A famous quote from President John F. Kennedy that kick-started the run on the moon for the American nation. When he launched this ballsy statement, the Space program was barely able to get a small dog or a testosterone crazy astronaut a few meters into orbit. Still, it rallied a whole nation behind a vision, an idea… and on July 20th 1969 Neil Armstrong set foot on the moon, just in time to deliver on Kennedy’s statement on time. More than 250.000 people made that happen.

Moonshot management

I’ve been a big fan of moonshot-management ever since. Way too often managers at all levels try to fix things. An incredible amount of smart, highly paid, top hot shot time is invested in fixing things, in getting stuff ‘up to the next level’ – in other words: mostly wasted. Taking a step back, and concentrating on the destination instead of the journey or the vehicle guarantees better thinking. Tessla and Edison did not concentrate on making a better candle. They focused on light, and came up with lamps. Ford did not waste any time on finding a faster horse, or a lighter carriage, but built an automobile.

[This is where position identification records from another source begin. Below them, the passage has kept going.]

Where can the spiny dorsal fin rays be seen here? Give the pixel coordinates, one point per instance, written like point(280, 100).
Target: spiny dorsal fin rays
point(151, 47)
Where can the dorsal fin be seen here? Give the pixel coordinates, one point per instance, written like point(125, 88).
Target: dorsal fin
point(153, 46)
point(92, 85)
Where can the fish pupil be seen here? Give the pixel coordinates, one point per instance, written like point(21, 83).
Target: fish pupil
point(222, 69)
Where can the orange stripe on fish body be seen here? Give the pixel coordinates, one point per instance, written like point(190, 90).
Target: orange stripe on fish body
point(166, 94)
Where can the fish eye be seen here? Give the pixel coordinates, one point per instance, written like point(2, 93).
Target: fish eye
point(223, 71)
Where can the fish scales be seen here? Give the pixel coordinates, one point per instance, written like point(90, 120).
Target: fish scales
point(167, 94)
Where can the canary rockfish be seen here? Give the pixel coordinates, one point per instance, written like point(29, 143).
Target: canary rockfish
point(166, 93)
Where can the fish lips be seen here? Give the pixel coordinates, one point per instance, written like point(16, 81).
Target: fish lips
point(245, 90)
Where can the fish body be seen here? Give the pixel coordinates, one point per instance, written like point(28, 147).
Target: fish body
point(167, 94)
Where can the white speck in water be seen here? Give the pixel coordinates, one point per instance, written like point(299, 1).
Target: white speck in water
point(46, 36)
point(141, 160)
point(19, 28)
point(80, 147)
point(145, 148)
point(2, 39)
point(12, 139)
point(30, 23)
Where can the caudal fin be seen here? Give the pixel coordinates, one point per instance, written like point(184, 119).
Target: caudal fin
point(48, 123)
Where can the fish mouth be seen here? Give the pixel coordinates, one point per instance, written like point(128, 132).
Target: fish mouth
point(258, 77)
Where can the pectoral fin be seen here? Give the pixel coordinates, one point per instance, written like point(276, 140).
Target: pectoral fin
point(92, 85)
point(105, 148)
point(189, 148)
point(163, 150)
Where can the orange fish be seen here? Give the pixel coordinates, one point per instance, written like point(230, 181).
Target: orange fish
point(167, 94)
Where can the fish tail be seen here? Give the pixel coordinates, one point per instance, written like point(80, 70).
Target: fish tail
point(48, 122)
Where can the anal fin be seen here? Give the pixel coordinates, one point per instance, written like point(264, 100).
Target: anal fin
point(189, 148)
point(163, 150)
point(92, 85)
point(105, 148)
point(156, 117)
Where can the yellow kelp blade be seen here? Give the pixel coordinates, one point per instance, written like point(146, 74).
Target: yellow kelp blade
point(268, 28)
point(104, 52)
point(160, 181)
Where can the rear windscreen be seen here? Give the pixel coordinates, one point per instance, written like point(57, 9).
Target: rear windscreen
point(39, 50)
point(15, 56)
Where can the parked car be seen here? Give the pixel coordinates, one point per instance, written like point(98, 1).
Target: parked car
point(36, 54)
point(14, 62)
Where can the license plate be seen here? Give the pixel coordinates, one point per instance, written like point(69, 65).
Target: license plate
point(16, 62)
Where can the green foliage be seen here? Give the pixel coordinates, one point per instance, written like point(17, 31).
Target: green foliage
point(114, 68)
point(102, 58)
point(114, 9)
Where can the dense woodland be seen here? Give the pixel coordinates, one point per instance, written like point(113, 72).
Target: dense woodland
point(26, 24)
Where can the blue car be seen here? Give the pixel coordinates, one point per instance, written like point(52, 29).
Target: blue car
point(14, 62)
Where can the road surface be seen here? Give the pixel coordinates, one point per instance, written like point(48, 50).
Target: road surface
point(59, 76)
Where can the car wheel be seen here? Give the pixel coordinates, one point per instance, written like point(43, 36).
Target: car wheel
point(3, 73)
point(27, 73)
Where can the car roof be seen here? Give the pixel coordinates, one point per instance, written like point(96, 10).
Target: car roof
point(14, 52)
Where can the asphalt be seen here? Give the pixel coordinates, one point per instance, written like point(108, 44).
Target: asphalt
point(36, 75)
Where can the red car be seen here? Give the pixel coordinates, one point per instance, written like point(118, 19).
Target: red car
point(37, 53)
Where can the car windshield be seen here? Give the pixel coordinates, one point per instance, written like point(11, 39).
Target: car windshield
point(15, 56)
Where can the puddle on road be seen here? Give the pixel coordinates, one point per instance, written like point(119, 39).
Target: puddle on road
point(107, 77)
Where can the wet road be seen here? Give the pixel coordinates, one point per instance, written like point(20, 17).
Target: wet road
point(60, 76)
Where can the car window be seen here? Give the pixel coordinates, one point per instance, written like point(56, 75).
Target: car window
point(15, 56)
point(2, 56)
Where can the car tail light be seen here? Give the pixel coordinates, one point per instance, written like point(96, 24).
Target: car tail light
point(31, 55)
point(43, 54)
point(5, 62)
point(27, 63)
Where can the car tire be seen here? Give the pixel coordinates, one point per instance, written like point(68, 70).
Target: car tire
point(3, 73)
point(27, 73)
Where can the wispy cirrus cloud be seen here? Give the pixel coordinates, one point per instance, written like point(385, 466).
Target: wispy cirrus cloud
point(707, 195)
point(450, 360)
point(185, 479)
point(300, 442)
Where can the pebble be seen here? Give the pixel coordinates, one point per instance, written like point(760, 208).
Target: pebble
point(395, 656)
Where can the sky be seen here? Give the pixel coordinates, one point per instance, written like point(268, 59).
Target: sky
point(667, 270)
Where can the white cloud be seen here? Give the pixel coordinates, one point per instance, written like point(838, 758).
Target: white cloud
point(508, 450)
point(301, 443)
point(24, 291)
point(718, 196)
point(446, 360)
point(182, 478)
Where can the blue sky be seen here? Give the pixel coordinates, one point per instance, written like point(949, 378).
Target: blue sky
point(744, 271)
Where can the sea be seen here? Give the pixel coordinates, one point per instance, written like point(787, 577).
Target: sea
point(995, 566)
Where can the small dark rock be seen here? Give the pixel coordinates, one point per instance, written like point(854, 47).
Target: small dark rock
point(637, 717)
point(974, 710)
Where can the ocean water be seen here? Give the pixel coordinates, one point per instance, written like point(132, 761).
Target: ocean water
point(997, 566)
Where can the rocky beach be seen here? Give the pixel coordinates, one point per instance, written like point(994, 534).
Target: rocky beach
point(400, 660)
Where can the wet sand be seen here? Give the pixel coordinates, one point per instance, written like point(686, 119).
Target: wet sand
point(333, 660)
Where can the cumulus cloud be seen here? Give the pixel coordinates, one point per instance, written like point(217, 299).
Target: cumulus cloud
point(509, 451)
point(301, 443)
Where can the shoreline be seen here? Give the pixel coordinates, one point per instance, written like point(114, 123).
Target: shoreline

Google X: Area51 for geeks

Google has its own Area51 solely dedicated to moonshot thinking: Google X is the silent think-tank that came up with Google Glass, Google’s self-driving car, and a worldwide web of internet-distributing hot air balloons.

Astro Teller: Captain of Moonshots

It’s led by Dr. Astro Teller. He currently oversees Google[x], Google’s moonshot factory for building magical, seemingly impossible ideas that through science and technology can be brought to reality.

Here is the surprising truth: It’s often easier to make something 10 times better than it is to make it 10 percent better. Because when you’re working to make things 10 percent better, you inevitably focus on the existing tools and assumptions, and on building on top of an existing solution that many people have already spent a lot of time thinking about. Such incremental progress is driven by extra effort, extra money, and extra resources. It’s tempting to feel improving things this way means we’re being good soldiers, with the grit and perseverance to continue where others may have failed — but most of the time we find ourselves stuck in the same old slog. But when you aim for a 10x gain, you lean instead on bravery and creativity — the kind that, literally and metaphorically, can put a man on the moon.” Astro Teller

The art of failing often, hard and fast

Astro Teller (nomen est omen) believes failing hard, fast and often is important. It allows learning, creates data to re-adjust to, and delivers a mental kick for doing the right thing.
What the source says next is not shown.